1. Jan 21, 2007

littlefirefly

1. The problem statement, all variables and given/known data

I need the first equation simplified, the second equation solved, and the third factored. I've been trying to solve these three forever today.

2. Relevant equations
1) 6+√3 ÷ 2-2√3 (those are radical signs)
2) √k+9-√k=√3 (the k+9 is all under the radical sign)
3) (2k+3)2-(2x+3)(y-2)-20(y-2)2 (the "2" after (2k+3) ans (y-2) is suppose to be a square sign.

3. The attempt at a solution
I thought for number 1) I should use the conjugent (sp) but I wasn't sure if I foil or not and I got three different answers that don't look right. Number 2) I have no idea, I tired to make the √k by itself on one side that then square everything, but when I plugged the number I got back in the equation it didn't work so I don't know what I'm doing. Help would be MUCH appreciated.

2. Jan 21, 2007

littlefirefly

I didn't put the equations in the right spot, i'm sorrrry....

3. Jan 21, 2007

Gib Z

Welcome to Physicsforums!

Umm, next time post the title to be like, Simple Equations or something. When people see please help theyre less inclined to help XD

Ok.

The first equation, I can't seem to understand what you mean...sorry about that

The second one, Square both sides :D Then we get (k+9) - 2 √(k^2 + 9k) - (k)= 3
K's cancel out, minus 3 from both sides, take the -2√(k^2 + 9k) to the other side, cancel common factors

We end up with 3=√(k^2 - 9k), square both sides again.
9=k^2-9k, or k^2-9k-9=0. Thats a simple quadratic equation. I hope you know the quadratic formula!

3) I Think all that can go down to is $$(3-2x-20 (2)^{\frac{1}{2}})(y-2)+ 2^{\frac{1}{2}} (2k+3)$$ where the 2 to the power of halfs are square root 2.
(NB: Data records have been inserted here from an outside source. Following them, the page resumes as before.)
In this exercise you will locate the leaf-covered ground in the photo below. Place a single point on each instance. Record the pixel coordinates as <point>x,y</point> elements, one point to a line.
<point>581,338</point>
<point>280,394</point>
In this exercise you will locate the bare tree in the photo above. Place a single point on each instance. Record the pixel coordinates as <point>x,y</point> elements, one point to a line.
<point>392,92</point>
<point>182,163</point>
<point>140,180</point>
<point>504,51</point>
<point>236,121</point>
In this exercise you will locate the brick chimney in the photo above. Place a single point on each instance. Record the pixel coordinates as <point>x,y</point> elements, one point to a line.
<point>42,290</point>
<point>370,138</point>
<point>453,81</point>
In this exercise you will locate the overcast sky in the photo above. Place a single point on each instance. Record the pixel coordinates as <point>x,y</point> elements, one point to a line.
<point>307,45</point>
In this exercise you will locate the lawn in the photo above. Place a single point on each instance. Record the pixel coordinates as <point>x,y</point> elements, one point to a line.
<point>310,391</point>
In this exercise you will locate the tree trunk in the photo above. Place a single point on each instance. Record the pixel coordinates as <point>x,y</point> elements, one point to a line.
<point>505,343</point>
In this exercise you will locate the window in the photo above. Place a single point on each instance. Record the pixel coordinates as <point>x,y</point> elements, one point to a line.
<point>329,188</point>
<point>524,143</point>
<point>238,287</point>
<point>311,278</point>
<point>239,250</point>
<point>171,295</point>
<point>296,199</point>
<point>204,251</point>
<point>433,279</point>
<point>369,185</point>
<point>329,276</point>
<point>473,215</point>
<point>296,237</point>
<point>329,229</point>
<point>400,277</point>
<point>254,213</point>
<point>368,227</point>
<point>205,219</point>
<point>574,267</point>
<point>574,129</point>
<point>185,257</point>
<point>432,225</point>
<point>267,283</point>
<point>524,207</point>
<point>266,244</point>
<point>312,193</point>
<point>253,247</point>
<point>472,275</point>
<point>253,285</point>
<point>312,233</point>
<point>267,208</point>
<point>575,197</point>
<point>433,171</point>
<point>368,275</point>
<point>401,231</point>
Sorry I couldn't be of more help, Good Luck.

4. Jan 21, 2007

cristo

Staff Emeritus
For question 1, multiply top and bottom by $2+2\sqrt3$ and expand the brackets.

I'm not sure how this can be correct as the original expression has a k2 in, and yours doesn't.

5. Jan 21, 2007

Gib Z

!!>.< Sorry I thought the 2s after the things were root 2, not to the pwer of 2 >.< Shoot me....

6. Jan 21, 2007

littlefirefly

thanks for the help, I just couldn't figure those questions out =)

7. Jan 21, 2007

cristo

Staff Emeritus
For 3, I'm afraid if you can't see anything that will easily factor, you'll have to expand it all, then try and factor.

8. Jan 21, 2007

drpizza

I'm guessing on the 3rd one you have, you didn't really mean to have both x and k in there. Here's a neat trick:
"(2k+3)2-(2x+3)(y-2)-20(y-2)2 (the "2" after (2k+3) ans (y-2) is suppose to be a square sign"
I'm going to assume the x is really supposed to be a k.
Temporarily, let's let A=(2k+3) and B=(y-2)
Then, you have A^2 -AB - 20B^2
Can you factor that into two binomials?
If you can, then after you factor it, substitute 2k+3 back in for A and y-2 back in for B.

9. Jan 22, 2007

Gib Z

It doesnt look like that factors..

10. Jan 22, 2007

drpizza

A^2-AB-20B^2 is
(A-5B)(A+4B)
It does factor. Now substitute back in for A and B.

11. Jan 22, 2007

Gib Z

Ahh god damn Im an idiot..good idea